The relationship between production and consumption has been changing. Traditional methods of value creation have given way to a process where social interaction and communication, are mediated and transformed into economic value via The Brand. Branding has not just been an intruder of our culture, it hijacked it completely and using a methodology of communication that is being policed by the branding system itself, created a circular system that keeps it running. The garbage language that modern-day media feed us almost every minute of every day is set out to bully diversity, to reduce and homogenize. It is so generic and limited in scope, it could so easily be mistaken for a parody. This language contains terms such as “diversity”, “extreme”, and “disruption”, that advertise difference, yet achieves the exact opposite.
In the current realm, what happens in the world of advertising seems to me to be quite counter-intuitive. In the world of “cafe normal” design, the products of the advertising agencies only ascertain the homogeneity and call-to-lack-of-action issued by the corporations, seemingly motivated by ideas of originality and creativity. I enjoyed burying myself in the text of Jason Grant and Oliver Vodeb[1], which really swiftly ridicules the enterprises of those companies.

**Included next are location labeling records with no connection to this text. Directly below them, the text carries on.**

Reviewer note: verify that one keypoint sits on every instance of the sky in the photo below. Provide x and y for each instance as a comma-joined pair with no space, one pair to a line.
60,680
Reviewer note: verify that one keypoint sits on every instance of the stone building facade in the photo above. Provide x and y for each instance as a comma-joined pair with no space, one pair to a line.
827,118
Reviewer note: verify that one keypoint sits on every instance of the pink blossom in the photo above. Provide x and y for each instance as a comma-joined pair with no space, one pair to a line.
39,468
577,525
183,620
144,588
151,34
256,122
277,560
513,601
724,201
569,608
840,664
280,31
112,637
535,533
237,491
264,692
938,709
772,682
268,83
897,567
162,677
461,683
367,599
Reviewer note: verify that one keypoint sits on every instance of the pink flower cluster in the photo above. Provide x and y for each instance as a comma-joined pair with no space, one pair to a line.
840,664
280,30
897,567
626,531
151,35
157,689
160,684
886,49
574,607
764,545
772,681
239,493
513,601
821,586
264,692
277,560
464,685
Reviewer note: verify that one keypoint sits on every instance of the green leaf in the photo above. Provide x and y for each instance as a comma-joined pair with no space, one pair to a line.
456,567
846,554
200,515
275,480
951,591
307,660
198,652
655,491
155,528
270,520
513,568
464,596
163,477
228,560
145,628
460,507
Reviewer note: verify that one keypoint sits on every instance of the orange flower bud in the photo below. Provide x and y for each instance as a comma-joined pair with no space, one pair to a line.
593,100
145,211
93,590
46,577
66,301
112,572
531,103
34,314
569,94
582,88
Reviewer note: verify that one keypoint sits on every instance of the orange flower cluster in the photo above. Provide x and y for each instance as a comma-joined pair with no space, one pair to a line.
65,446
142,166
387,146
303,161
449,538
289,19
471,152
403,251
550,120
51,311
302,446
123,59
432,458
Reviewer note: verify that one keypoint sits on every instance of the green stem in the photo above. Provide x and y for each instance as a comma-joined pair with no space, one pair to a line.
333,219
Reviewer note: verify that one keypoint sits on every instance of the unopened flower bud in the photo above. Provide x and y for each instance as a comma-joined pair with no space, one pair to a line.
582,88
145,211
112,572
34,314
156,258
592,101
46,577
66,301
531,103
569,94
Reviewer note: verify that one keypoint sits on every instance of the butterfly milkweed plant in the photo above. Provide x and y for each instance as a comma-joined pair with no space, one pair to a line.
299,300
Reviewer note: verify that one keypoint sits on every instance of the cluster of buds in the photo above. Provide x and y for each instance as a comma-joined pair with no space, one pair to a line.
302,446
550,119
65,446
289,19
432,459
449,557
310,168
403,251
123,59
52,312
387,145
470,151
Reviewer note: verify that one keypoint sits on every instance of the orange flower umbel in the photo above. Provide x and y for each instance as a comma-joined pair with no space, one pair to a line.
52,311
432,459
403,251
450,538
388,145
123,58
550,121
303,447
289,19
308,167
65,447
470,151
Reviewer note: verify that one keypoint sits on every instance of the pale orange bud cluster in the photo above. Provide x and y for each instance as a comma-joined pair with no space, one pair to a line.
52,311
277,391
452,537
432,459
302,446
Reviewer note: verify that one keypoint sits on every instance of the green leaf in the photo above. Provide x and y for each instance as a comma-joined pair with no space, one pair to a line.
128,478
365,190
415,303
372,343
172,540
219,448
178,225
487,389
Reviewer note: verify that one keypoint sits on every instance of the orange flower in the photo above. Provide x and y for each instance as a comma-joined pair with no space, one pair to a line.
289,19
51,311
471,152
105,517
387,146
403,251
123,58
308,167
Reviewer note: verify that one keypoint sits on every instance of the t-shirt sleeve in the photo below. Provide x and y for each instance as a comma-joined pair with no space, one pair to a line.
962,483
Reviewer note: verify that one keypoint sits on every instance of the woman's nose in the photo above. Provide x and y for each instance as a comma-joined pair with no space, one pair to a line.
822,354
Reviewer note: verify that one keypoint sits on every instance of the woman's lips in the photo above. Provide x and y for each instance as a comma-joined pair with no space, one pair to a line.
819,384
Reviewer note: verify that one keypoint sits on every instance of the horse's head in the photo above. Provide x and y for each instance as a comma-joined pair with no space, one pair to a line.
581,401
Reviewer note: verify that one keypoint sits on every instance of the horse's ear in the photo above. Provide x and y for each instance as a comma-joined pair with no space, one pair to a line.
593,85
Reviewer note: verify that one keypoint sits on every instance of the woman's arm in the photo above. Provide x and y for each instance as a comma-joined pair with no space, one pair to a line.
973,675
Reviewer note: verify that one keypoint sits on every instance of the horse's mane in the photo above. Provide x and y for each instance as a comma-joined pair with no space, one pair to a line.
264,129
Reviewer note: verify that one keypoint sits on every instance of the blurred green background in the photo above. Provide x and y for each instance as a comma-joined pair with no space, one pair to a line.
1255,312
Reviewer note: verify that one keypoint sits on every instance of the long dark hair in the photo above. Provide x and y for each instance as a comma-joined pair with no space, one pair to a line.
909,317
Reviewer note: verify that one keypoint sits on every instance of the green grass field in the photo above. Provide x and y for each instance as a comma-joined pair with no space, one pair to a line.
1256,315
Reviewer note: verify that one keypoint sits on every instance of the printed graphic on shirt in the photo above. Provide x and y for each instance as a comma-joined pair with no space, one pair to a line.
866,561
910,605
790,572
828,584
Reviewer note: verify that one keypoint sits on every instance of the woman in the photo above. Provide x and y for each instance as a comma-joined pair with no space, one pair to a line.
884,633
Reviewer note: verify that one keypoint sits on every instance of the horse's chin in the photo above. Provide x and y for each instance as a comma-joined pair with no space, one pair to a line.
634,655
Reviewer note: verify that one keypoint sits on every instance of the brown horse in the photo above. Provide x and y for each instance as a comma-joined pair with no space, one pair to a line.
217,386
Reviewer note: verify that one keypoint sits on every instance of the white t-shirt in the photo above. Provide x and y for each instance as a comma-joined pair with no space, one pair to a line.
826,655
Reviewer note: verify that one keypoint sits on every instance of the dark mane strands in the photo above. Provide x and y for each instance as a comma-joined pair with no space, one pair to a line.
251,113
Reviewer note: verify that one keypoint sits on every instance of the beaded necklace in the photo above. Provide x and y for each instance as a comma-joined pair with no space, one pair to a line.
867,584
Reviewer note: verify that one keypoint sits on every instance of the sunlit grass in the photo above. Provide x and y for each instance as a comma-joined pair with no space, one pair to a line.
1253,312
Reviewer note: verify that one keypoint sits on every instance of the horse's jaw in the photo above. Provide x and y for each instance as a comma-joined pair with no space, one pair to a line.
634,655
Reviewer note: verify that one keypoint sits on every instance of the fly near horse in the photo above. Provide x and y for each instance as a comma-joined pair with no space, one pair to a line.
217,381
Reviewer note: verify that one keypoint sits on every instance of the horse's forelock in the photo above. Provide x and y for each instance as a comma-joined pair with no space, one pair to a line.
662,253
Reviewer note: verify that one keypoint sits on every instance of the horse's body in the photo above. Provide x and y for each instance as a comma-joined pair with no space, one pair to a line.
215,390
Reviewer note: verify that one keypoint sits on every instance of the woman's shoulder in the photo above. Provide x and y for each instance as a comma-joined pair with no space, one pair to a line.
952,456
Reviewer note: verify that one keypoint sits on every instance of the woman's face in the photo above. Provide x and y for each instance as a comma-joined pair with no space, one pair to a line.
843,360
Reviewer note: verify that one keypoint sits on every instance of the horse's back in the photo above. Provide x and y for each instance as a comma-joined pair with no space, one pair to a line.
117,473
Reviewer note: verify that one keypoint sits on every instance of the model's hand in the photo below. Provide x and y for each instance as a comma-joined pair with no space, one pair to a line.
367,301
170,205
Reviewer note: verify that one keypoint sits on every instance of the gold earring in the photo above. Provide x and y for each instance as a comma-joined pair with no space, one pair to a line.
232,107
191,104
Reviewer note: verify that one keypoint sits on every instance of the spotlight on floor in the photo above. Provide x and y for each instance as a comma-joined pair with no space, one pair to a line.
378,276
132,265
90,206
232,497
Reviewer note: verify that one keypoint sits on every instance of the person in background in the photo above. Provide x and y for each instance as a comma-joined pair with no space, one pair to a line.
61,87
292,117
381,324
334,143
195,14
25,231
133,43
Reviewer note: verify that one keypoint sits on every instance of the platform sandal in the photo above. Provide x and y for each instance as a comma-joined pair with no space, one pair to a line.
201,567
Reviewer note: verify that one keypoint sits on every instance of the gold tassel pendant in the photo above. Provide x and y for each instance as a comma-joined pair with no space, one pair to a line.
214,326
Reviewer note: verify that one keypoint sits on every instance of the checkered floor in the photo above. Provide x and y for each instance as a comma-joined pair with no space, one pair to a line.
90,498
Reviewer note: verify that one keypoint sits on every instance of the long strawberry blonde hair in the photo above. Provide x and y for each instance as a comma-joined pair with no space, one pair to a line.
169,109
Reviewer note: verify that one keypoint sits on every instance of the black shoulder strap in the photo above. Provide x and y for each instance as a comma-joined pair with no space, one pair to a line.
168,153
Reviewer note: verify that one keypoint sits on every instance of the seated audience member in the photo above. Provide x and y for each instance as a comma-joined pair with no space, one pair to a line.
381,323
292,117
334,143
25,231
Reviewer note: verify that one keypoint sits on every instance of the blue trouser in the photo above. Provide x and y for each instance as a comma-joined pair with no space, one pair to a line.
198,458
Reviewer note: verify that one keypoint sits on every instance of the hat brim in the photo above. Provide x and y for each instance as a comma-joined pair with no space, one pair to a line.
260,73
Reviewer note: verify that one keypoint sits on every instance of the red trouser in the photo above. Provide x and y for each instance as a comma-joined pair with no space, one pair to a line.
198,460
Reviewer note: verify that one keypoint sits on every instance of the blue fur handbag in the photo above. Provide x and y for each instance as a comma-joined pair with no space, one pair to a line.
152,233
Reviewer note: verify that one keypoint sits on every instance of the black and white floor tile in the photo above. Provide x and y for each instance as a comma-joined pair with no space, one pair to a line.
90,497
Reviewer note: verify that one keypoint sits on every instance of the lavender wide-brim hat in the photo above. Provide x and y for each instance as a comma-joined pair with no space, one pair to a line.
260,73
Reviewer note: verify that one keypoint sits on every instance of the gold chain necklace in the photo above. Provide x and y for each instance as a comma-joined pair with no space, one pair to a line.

I see contemporary visual communication and branding as an art form that has the most impact on our lives personally (personal branding, individual expression), politically, economically, and in a lot of other aspects. It is distressing to see how the aforementioned topic is either extremely overlooked or purposefully disregarded in design education. The apparent enemy of art teaching methodologies, which art schools swivel away from and avoid, such as marketing and branding, with its artistic potential, is the territory that needs to be explored in a wider scope, for us to be proficient in the contemporary state of graphic design. The scope to which this system affects us as graphic designers, but also as people, and the possibilities that it gives for creative expression and activism, remain uninvestigated in the classroom.